Télétravail, explosion du e-commerce, téléconsultation médicale… La crise de la COVID-19 a constitué un formidable accélérateur de la transformation numérique de notre société. Ce faisant, la surface d’exposition des organisations aux risques cyber s’est considérablement élargie, sans pour autant que l’ensemble des entreprises ne rehaussent leur niveau de protection face aux potentielles attaques. De son côté, plus de 3 ans après l’entrée en vigueur du RGPD, la CNIL estime que l’heure n’est plus à la pédagogie : lorsque les entreprises manquent à leur obligation en matière de protection des données personnelles, les sanctions pleuvent. Dans un contexte hyperconcurrentiel, les entreprises sont prises en étau entre la nécessité de porter leurs innovations sur le marché le plus vite possible, et celle de se conformer à des normes et bonnes pratiques dont la mise en œuvre dépasse parfois leur compétence. Où placer le curseur ? Comment se faire accompagner efficacement ? Nous avons posé ces questions à Fabien Dachicourt, DPO et RSSI de Pictime Groupe et Michel Moyart, Risk & Compliance Manager.
5 #Groupe

Pictime Groupe collabore avec des entreprises de toutes tailles. Vous disposez donc d’un poste d’observation privilégié sur les pratiques des entreprises en matière de cybersécurité et protection des données personnelles. Quel état des lieux pouvez-vous dresser ?

 

Michel : Pictime Groupe travaille en effet pour des clients de différentes tailles – TPE, PME, ETI – et à différents stades de croissance, depuis la startup jusqu’à l’entreprise familiale fondée il y a plusieurs dizaines d’années. Les entreprises et organisations que nous accompagnons évoluent dans les domaines de la VAD, du retail, de l’éducation, de l’assurance ou de la santé. Dans les secteurs fortement réglementés, comme la santé justement, les entreprises ont des enjeux de sécurité plus qu’ailleurs, c’est un domaine où la confiance accordée par les utilisateurs quant à la protection de leurs données est primordiale. Et la réglementation relative à la protection des données de santé figure parmi les plus contraignantes. Les entreprises évoluant dans ce secteur sont tenues de ne conserver et traiter que les données nécessaires, de les anonymiser quand c’est possible, de réaliser les traitements les plus critiques sur des machines qu’elles maîtrisent.

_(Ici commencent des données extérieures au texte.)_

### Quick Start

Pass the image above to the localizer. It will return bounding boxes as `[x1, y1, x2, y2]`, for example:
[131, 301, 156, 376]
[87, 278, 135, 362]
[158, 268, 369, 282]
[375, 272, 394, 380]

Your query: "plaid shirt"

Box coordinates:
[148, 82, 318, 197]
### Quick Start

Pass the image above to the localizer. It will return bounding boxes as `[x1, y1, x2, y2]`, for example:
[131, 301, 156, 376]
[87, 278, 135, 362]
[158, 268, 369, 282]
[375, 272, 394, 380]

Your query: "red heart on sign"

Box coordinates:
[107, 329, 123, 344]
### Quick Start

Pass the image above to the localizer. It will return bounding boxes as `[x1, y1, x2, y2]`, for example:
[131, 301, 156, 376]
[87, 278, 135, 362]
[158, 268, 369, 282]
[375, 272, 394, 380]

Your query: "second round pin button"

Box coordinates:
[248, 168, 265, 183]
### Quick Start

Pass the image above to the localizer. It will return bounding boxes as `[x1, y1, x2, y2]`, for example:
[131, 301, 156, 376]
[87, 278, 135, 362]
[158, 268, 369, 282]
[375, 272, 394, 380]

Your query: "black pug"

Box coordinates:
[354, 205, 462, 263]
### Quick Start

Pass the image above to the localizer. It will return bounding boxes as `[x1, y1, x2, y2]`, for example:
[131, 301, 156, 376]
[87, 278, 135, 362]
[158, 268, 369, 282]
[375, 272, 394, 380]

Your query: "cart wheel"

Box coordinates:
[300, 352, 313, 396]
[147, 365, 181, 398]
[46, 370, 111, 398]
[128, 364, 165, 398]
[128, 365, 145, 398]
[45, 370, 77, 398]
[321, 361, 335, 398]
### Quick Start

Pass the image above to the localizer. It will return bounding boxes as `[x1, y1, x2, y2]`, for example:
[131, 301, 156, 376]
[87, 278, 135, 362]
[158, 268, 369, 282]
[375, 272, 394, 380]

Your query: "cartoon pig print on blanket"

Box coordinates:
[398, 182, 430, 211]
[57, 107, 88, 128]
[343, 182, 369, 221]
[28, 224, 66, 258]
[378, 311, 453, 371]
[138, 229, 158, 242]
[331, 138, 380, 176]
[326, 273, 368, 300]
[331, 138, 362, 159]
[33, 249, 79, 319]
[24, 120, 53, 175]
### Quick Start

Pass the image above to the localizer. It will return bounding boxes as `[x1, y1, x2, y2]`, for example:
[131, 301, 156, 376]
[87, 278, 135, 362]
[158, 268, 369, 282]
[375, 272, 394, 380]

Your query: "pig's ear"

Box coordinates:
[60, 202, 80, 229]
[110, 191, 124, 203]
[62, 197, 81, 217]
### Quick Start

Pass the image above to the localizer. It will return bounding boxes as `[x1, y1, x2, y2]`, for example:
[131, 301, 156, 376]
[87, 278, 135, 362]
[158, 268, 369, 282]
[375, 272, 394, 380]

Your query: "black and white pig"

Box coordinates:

Fabien : Dans les autres secteurs, le panorama révèle des pratiques hétérogènes. L’écart type peut être très grand : d’un côté, des entreprises qui ont peu de connaissance en matière de sécurité / conformité, et ne respectent pas toujours les obligations légales « de base », comme celles de nommer un délégué à la protection des données (DPO). À l’autre bout du spectre, des entreprises qui tiennent des registres de sécurité, mènent des études d’impacts sur les traitements opérés sur les données, et se conforment à plusieurs normes internationales en matière de sécurité. Entre les deux, des « suiveurs », qui progressent en regardant les pratiques de leurs confrères évoluer, au gré de la jurisprudence ou de l’actualité qui régulièrement évoque des cas de piratage aux conséquences de plus en plus lourdes.

 

Qu’est-ce qui pousse les entreprises aujourd’hui à investir dans la sécurité ?

La pression vient-elle d’une meilleure prise en considération des menaces ? 

Michel : Les attaques se multiplient, car elles sont de plus en plus rémunératrices et simples à mettre en œuvre. De véritables réseaux organisés de cybercriminels se sont déployés, profitant de l’abolition des frontières dans le cyberespace pour opérer et mettre en difficulté les services de police, qui ont bien du mal à agir en dehors de leurs frontières, même si la coopération internationale progresse. La conviction que « ça n’arrive qu’aux autres » commence à s’estomper : chaque entreprise prend conscience qu’elle sera touchée un jour ou l’autre par une attaque informatique, une fuite de données, une tentative d’espionnage… L’enjeu est donc de s’y préparer au mieux, se prémunir et réagir efficacement pour limiter les dégâts le cas échéant. Ceux-ci peuvent être financiers (par ex. causés par l’interruption de l’activité d’une entreprise ou d’un site victime d’un ransomware), mais il faut aussi considérer les dégâts en termes d’images. Que l’entreprise soit coupable d’avoir manqué à ses obligations ou non, la confiance avec les utilisateurs peut être durablement entamée.

 

Les sanctions encourues et la pression des utilisateurs jouent-elles également un rôle ?

Fabien : Les entreprises ont jusque-là profité de l’approche pédagogique de la CNIL dans l’application du RGPD, le temps d’adapter dans le droit national les principes de ce règlement européen relatif à la protection des données personnelles. Mais celle-ci s’accompagne progressivement d’une démarche également coercitive et les sanctions commencent à tomber. Par exemple, après avoir demandé aux entreprises de permettre aux internautes de refuser les cookies « aussi facilement que de les accepter », et de veiller à recueillir leur consentement explicite, la CNIL a ainsi épinglé une vingtaine d’entreprises en mai 2021, avec des sanctions pouvant aller jusqu’à 2 % du chiffre d’affaires. En outre, la CNIL se met également au « Name and Shame », du nom de cette pratique d’origine anglo-saxonne qui consiste à afficher publiquement le nom des entreprises qui ne se mettent pas en conformité… Une action parfois plus dissuasive encore que les sanctions financières. Bref, ceux qui attendaient la jurisprudence avant de se mettre en conformité ont compris à quoi ils s’exposent désormais.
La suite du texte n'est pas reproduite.